Her oldest son went to college and recently got back from Australia, where he was working with the Monster Jam monster truck tour. Her daughter is a banker. Her youngest son graduates from high school next year.
“I give many thanks to Enterprising Latinas and to Liz Gutierrez,” Galarza says. “She was my second angel.”
\Ale Pacheco, owner of Ale’s Charcuterie Boards, says Enterprising Latinas changed her life. Pacheco arrived in the US in 2017, after fleeing Venezuela’s political violence. Before the violence erupted, she had a good life and owned a small hotel. In the U.S., she had to start over.
“All of a sudden, you’re nobody,” Pacheco says. “I was working two and three jobs at a time. I forgot who I was. As a way to maintain my memories, I started making food again. The food I would make for my hotel guests.”
Enterprising Latinas helped her grow her skills into a business. Pacheco says she took courses in food management and business management with teachers who “gave me so much positive energy, I knew I could make it.”
Today, she says Ale’s Charcuterie Boards has even caught the attention of a consortium of master cheesemakers in Wisconsin, who saw the business on Instagram and contacted her about using and promoting their products. Pacheco says Gutierrez and her team provided a strong foundation on which to build success.
“This organization is Liz’s life,” she says. “She is dedicated to empowering other women. Thanks to Enterprising Latinas, I’m living the dream. I feel alive again.”
Community partners
For all the praise and glowing reviews, launching and growing a successful nonprofit organization takes sweat, tears, and 24/7 dedication. It also takes money.
Allegany Franciscan Ministries President and CEO Eileen Coogan says her first contact with Enterprising Latinas was during a June 2015 community town hall introducing Allegany’s Common Good Initiative. The outcome was $5,000 in funding awarded to Enterprising Latinas. Since then, Allegany Franciscan Ministries has provided Enterprising Latinas with more than $4 million in funding.
“Enterprising Latinas is an anchor in the Wimauma community,” Coogan explains. “AFM is primarily a health organization. One of the goals of Enterprising Latinas is the stabilization of the family. We consider that a health issue.”
Coogan says that Allegany’s grants process includes rigorous review of a nonprofit’s application and reporting.
“Enterprising Latinas does a good job of reporting and accomplishing their outcomes,” she says. “They are such problem solvers. They get the job done. From our perspective, Enterprising Latinas has been very transparent.”

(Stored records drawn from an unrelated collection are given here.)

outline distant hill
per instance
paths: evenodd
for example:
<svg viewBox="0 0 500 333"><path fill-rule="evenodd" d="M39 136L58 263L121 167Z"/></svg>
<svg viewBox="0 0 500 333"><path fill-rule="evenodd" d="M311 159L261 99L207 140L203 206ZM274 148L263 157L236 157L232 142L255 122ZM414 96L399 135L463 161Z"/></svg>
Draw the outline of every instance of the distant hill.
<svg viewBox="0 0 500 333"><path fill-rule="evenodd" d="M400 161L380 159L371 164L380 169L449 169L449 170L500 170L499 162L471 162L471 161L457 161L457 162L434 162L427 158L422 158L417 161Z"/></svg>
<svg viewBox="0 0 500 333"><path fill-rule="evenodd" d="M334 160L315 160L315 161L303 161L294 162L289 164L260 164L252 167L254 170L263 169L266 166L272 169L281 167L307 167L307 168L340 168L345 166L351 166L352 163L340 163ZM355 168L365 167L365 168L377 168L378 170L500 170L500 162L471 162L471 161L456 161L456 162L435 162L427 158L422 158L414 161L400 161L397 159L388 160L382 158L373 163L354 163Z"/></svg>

Coogan says that begins with Gutierrez.
“Liz is unique in that she’s very visionary,” she says. “She can figure out how to get ‘there.’ She has ‘big hairy goals! And she’s been smart about who she hires, about who is going to walk along beside her. She’s added leaders with similar vision…She’s built a team. She made Enterprising Latinas into a sustainable organization that can eventually survive without her.”

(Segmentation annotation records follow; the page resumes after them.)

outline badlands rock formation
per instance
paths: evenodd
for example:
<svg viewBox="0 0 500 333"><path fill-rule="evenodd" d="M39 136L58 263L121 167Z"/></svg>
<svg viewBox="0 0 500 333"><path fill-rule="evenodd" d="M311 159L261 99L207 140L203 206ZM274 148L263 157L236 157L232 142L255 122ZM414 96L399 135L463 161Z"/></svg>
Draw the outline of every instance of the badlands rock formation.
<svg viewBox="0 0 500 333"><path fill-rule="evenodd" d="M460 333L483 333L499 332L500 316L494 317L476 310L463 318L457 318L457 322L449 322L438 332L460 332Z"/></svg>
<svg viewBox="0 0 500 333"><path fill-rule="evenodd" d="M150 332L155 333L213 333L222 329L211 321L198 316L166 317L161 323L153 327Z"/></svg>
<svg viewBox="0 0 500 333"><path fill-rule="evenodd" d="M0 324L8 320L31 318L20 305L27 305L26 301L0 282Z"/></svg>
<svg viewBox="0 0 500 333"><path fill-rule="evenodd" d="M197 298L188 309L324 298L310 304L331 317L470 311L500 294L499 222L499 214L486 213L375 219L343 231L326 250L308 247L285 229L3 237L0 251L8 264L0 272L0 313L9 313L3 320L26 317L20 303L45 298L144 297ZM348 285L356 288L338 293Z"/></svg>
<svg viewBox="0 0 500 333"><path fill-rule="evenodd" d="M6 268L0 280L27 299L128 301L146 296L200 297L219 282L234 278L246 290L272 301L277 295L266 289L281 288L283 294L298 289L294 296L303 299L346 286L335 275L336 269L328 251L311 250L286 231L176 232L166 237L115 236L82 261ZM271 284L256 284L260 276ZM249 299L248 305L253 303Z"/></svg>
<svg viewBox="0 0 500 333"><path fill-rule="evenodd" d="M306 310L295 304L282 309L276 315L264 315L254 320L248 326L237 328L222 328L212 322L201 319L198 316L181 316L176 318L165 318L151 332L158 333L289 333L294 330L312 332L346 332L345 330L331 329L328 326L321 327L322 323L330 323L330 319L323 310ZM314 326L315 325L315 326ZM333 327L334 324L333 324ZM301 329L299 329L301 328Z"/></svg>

Since 2020, grantmaking public charity Community Foundation Tampa Bay has awarded Enterprising Latinas $192,000 through its competitive grant program for Project 2025, a workforce and entrepreneurship training program for 100 low- to moderate-income women from the south Hillsborough communities of Wimauma, Riverview, Gibsonton, and Ruskin.
Community Foundation Senior Vice President, Community Impact Jesse Coraggio says the two nonprofits’ relationship is built on “collaboration.“ Enterprising Latinas has connected with community partners like CareerSource Tampa Bay, Hillsborough Community College, and Ruskin nonprofit the Mary & Martha House to build a coalition, Coraggio says.
That collaboration is valuable when working to improve the quality of life in a community like Wimauma that faces challenges like concentrated poverty, a lack of affordable housing and healthcare access, and road and school infrastructure that hasn’t kept pace with growth.
“It takes a village to solve issues, along with a qualified workforce,” Coraggio says.
Coraggio says with a “visionary leader” like Gutierrez at the helm, Enterprising Latinas moves at the “speed of trust.”
“When you build trust with each other, things move faster,” he says. “Liz brings an energy that gets buy-in.”